Weekend Avalanche Outlook
Avalanche danger will increase due to daytime warming and sun exposure. Expect low danger and generally safe conditions in the morning. Dangerous conditions may develop by afternoon, with natural and human triggered avalanches likely, relative to warming and sun exposure. Keep in mind that even if you’re on flat, dry ground; you still may be exposed to large avalanches from snowy slopes above.

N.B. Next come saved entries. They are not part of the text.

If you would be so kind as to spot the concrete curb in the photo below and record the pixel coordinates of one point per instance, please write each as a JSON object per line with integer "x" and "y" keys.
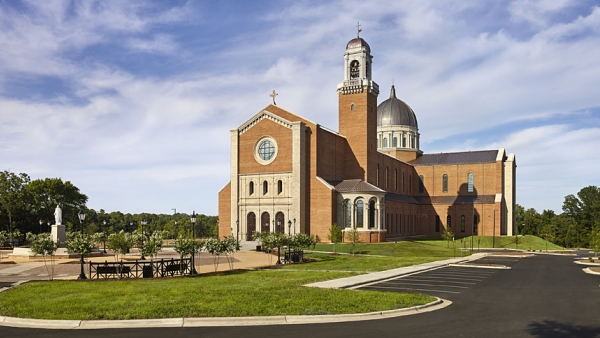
{"x": 590, "y": 272}
{"x": 503, "y": 267}
{"x": 586, "y": 263}
{"x": 218, "y": 321}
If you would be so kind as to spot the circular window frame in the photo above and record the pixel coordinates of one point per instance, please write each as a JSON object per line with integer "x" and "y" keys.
{"x": 257, "y": 145}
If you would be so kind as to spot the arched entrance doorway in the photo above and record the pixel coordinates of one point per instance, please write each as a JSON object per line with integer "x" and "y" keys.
{"x": 251, "y": 224}
{"x": 265, "y": 220}
{"x": 280, "y": 222}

Wet avalanches are likely to be both naturally and human triggered during the later afternoon hours this weekend, primarily in the form of wet loose avalanches (aka sluffs, point releases) on steep (35*+) south to west aspects. Wet slabs are lower probability, but higher consequence. Clues to danger will include gloppy, wet, and heavy snow; less supportable snowpack; and naturally occurring small, wet loose avalanches.
Small (D1) wind slabs sensitive to human triggers may exist on steep (35*+) terrain in isolated upper elevation areas (3500’+), primarily along leeward ridgelines and cross-loaded features (west to north aspects). Keep terrain traps and exposure in mind.
Cornice falls are possible. If you’re in an area with larger cornices, give them a wide berth. Don’t approach the edge of snowy and potentially corniced ridgelines. While a cornice fall is inherently dangerous, it could also trigger a subsequent avalanche.